Tout comme Monsieur Jourdain faisait de la prose sans le savoir, nous sommes bien souvent les victimes consentantes d’une nouvelle théorie marketing qui vise à nous inciter à avoir d’autres comportements, supposés être plus positifs ou plus écolos.
Les Américains appellent cela le « nudge», une forme d’incitation ou de carotte à agir d’une certaine manière plutôt que d’une autre. Et des exemples, il y en a des tonnes. Les hommes qui lisent cette chronique le savent, dans certaines toilettes publiques, on trouve une mouche noire dessinée au centre des urinoirs. Son utilité consiste à inciter les hommes à la viser. Et ça marche dans 80% des cas !
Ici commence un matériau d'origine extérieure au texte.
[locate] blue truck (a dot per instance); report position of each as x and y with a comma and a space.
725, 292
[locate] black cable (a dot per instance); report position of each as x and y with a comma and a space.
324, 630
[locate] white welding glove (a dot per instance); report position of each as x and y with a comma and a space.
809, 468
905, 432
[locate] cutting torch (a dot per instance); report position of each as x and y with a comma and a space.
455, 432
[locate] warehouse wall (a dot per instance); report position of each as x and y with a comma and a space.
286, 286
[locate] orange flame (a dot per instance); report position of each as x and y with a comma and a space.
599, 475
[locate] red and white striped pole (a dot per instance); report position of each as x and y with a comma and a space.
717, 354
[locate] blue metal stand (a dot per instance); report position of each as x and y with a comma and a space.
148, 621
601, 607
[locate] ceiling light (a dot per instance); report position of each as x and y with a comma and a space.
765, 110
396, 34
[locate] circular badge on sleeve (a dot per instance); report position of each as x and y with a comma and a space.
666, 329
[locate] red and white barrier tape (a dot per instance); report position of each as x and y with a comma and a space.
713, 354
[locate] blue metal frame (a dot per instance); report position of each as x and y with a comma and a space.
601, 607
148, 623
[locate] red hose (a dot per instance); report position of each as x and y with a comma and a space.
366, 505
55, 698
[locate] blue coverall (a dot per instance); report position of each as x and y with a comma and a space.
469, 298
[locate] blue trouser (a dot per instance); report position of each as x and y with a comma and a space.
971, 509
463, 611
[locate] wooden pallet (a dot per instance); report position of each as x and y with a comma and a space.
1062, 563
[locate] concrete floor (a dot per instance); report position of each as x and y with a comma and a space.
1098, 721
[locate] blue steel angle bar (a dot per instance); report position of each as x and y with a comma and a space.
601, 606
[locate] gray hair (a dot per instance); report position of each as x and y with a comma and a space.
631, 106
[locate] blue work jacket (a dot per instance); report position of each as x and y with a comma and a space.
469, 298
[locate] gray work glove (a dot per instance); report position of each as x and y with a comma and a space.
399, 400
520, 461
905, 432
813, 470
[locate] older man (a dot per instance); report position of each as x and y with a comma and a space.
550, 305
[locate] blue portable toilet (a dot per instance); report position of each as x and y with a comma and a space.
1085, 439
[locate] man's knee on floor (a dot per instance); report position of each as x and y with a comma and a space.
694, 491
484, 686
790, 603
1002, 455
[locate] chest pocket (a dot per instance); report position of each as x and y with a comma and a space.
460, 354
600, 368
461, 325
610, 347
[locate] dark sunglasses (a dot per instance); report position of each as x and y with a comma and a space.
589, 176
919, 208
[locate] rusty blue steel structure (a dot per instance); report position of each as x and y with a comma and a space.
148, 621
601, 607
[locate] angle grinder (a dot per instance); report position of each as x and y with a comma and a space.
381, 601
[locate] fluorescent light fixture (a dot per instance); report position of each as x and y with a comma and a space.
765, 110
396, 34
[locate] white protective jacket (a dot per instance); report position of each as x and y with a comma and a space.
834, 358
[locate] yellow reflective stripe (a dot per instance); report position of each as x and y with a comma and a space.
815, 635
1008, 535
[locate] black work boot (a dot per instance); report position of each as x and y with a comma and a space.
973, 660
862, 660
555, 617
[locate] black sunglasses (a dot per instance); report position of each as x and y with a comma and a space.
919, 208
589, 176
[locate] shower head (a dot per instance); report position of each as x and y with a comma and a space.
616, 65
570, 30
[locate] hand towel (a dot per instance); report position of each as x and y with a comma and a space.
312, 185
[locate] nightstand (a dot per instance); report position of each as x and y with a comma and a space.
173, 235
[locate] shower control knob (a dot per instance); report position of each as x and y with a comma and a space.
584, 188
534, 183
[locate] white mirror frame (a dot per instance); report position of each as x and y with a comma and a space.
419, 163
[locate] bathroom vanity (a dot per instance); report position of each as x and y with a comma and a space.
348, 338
Le but est ainsi de rendre les w.c. plus propres, et de diminuer le travail du personnel d’entretien, car ces mouches sont placées stratégiquement afin d’éviter un maximum d’éclaboussures. De même, en affichant le pourcentage de personnes ayant occupé une chambre et qui ont accepté d’utiliser plusieurs jours la même serviette, des hôtels ont obtenu que 40 à 50% de leurs nouveaux clients réutilisent eux aussi leurs serviettes !
C’est évidemment une économie d’eau pour l’hôtel, mais aussi pour la planète. Le « nudge» c’est donc ça, une sorte d’incitation psychologique à faire les bons choix. Ce sont des coups de pouce non contraignants et qui modifient nos comportements.
« Encore un petit effort et on finira par dire merci au contrôleur fiscal ! »
Eh bien, sachez que le fisc belge utilise exactement la même méthode pour nous inciter à payer nos impôts plus vite et presque avec le sourire. Cette technique a été employée sans que nous le sachions en 2015 et 2016. Le SPF Finances a envoyé neuf modèles différents de lettres de rappel pour mesurer lequel était le plus efficace. Résultat, c’est la lettre simplifiée qui était la plus efficace et permettait aux contribuables de payer davantage et plus rapidement. Comment ?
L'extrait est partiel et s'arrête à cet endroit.